When an electrical appliance is on and working, it uses electricity from the mains supply. Electrical energy is transferred from the mains to the appliance. The rate at which energy is transferred is measured in kilowatt hours (kWh). It can be calculated by multiplying the appliance power with the time it is being used.
energy transferred = power × time
Note that since the unit for energy transferred to an appliance is kWh, when using the equation, you must make sure power is in kW and the time is converted into hours.

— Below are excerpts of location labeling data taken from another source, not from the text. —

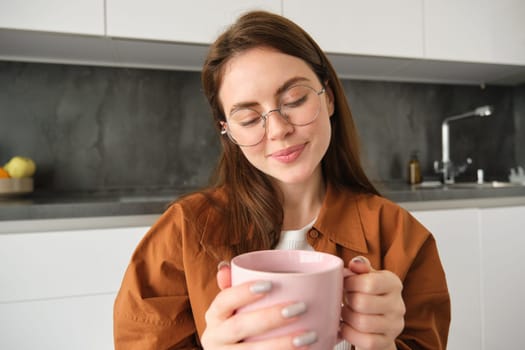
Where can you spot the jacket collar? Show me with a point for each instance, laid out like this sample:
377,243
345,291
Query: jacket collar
340,219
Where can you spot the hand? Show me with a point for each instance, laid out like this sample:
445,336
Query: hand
373,314
226,329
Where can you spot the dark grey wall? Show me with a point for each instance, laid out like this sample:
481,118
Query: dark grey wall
94,128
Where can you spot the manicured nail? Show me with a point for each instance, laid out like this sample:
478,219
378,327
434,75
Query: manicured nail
223,264
305,339
293,310
358,259
261,287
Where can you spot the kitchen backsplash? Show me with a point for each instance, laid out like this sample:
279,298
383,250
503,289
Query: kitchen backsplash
96,128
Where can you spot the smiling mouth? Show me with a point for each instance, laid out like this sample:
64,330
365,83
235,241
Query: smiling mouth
289,154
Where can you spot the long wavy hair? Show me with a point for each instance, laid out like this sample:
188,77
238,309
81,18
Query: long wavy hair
254,212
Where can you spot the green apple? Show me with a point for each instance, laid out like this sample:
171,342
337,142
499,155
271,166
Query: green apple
19,167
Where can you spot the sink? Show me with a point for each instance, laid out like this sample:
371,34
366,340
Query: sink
492,184
469,185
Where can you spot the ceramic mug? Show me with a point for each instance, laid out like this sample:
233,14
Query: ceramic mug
297,275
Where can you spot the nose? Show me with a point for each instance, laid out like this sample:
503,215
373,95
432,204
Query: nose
277,127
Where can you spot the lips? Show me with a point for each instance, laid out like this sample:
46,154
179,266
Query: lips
289,154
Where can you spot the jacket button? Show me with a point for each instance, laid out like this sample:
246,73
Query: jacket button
313,233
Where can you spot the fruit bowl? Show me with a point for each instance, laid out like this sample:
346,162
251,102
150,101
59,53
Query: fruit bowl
15,187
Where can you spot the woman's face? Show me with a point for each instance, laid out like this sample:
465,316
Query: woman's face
255,79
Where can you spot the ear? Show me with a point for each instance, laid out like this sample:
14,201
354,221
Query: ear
223,127
330,101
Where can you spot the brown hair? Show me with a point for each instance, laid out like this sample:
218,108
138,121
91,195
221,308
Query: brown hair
253,203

Electricity meters (see diagram below) are used at home to measure the energy transferred to all electrical appliances used at that particular house or building. The total cost is calculated using this formula:
total cost = number of units × cost per unit
In the formula one unit is 1 kWh.
It is essential that energy is used efficiently by everyone nowadays, as excessive use causes more pollution to the environment and costs more. All appliances waste some energy when on, so only a proportion of the energy is utilised for the actual intended use. For example, a light bulb uses electricity when lit, but some of the output energy is heat, which is not actually needed from a light bulb. Heat is wasted into the environment. The more input energy (electricity) is utilised by an appliance for the intended use, the more efficient an appliance is.
Sankey diagrams show the input and output energy of appliances; you will see the Sankey diagram for a light bulb below. The electrical energy transferred to the light bulb is 100 J. 75 J are actually converted to light energy, which is the intended use of a light bulb. 25 J are wasted as heat.